産業貿易省(Ministry of industry and trade of the socialist republic of viet nam : MOIT)
産業と貿易に関するベトナム社会主義共和国の中央省庁です。金属機械、電気、新エネルギー、再生可能エネルギー、石油、化学薬品、産業用爆発物、鉱業および鉱物加工産業などの分野でも認可や規制の省令を作っています。
参照:産業貿易省(Ministry of industry and trade of the socialist republic of viet nam : MOIT)
ハイネケン アジア パシフィック(Heineken Asia Pacific Pte. Ltd)
ハイネケン アジア パシフィック(Heineken Asia Pacific Pte. Ltd)は、ハイネケングループのアジア太平洋を統括する会社です。ヨーロッパおよびアジアを中心に営業する世界有数のビールメーカーです。ハイネケンビールで知られています。

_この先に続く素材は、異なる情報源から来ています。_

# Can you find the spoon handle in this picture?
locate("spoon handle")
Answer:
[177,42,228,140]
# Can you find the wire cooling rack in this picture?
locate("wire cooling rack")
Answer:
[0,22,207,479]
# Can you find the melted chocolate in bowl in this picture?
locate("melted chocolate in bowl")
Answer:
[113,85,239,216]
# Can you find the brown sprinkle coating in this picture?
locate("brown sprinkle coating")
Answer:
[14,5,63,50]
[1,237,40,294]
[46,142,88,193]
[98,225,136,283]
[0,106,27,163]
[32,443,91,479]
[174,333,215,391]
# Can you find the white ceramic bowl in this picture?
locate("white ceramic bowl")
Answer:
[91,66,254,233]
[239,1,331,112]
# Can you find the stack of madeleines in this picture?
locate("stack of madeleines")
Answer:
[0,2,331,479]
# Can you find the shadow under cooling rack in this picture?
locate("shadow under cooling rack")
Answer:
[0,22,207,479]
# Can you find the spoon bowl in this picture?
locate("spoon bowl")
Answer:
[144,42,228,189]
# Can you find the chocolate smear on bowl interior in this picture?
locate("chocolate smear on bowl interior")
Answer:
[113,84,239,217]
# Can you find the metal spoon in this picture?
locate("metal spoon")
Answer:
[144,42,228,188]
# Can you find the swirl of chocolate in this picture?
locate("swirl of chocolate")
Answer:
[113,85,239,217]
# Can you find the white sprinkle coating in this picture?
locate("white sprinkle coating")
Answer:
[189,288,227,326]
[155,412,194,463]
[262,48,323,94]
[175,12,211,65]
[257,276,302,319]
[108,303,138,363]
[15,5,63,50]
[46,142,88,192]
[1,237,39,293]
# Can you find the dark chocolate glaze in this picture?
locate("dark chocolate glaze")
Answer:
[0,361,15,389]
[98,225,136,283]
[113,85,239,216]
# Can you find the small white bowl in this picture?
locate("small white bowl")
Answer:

ハイネケングループは、オランダを代表する大企業です。オランダのハイネケンとアムステルを主軸とする持株会社になっています。
サイゴンビール(SAB)株を買う方法
ベトナムの証券会社でSAB株を買えば、手数料も安くすみます。主な手数料の取引手数料は、約定代金に対する%で0.10%~です。例えば、1億ドン(約61万円)分の株式を購入しても610円程度の手数料しかかかりません。
しかし日本人は6ヶ月以上の有効なビザが、ベトナムでの証券口座開設に必要とされます(※証券会社によって口座開設の要件は異なります)。ビザ取得には、ベトナムでの就職や起業などが必要になります。
日本に住む人は、日本の証券会社で買う方が敷居は低いです。
新型コロナウイルスによる株価の上下でも、ベトナム株は日本株とは違った動きをしました。リスク分散の投資先の1つに、ベトナム株はおすすめです。